Forex represents the biggest tradable market dwarfing entire stock exchanges. To give you some perspective, the global GDP in 2019 was estimated to be about $142 trillion, while the forex market in the same period was estimated to be about $2.4 quadrillion. That is 17 times the global GDP. Today an estimated 10 million individuals trade in the forex market, and this number keeps growing by the day. Unfortunately, only 15% of those traders are profitable since forex trading is quite complex. Unlike the common narrative, you are likely to come across on YouTube from individuals trying to sell you signals or a course you will not become a millionaire in no time by picking up forex trading. You will have to dedicate time to study the craft, hone your skills, and practice a high level of discipline if you want to join the profitable group. Below, let us explore 4 actionable tips that will help increase your success in forex trading.
Get In The Habit Of Backtesting
When getting started with forex, many individuals underestimate the amount of work required to succeed. This means they get in with the mindset that there is a magic formula that, once figured out, will guarantee success at all times. However, this is not true. This is where backtesting comes in. It is like training for an athlete. The more you practice, the better you become. In this aspect, trading is like a sport; the more practice you put in, the better you will perform under pressure. Also, you will be more confident since you are sure a given strategy works. Platforms such as PrimeXBT will allow you to backtest your strategies effectively, thus boosting your confidence before taking actual trades.
Become A Better Loser
Humans are not good losers since who likes to lose anyway? However, when it comes to trading, even pros with years of trading under their belt never win every trade they take. This means as a less experienced trader, you will suffer many losses of your own, but this shouldn’t discourage you. It is only by losing that you learn how to win. Professional traders understand how to handle losses. They stick by strategies they have tested and have seen bear higher success rates. They understand one good trade can wipe out a bunch of losses.
Create A Trading System
A trading system entails a step-by-step list to achieve the desired result. Once you have established this blueprint (strategy), you can repeat it to achieve the same result again and again. Some of the things to consider here include when to enter, when to exit, where to put your stop loss to break even, what your daily loss limit, what markets you intend to trade, what time are you going to trade, what time are you going to stop trading, etc.
Avoid Failing In Love
As a trader, you will realize it is easy to fall in love with your trade, bias, and even the market you are trading. However, this makes you sloppy. For example, you might have a strong conviction that the market is going up and take a position. If the market goes against you, you can decide to move your stop loss because you believe the market will go up, and before you know it, you get stopped out. Always remember the market is in control, and you are better off taking a small hit than getting your account wiped out.

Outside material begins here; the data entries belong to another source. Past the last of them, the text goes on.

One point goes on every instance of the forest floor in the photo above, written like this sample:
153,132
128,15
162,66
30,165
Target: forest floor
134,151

As for bias, you might notice the market is bearish or bullish on a given day and take positions accordingly. However, if the market breaks structure and begins to trend up or down, be able to change your bias; otherwise, you will end up with losses.
Finally, don’t fall in love with your market. Let’s say you are used to trading EUR/USD, and on a given day, it’s slow; nothing much is going on. Feel free to move to another market with some action since the rules apply to all markets. This ensures you will not miss out on profitable trades in other markets.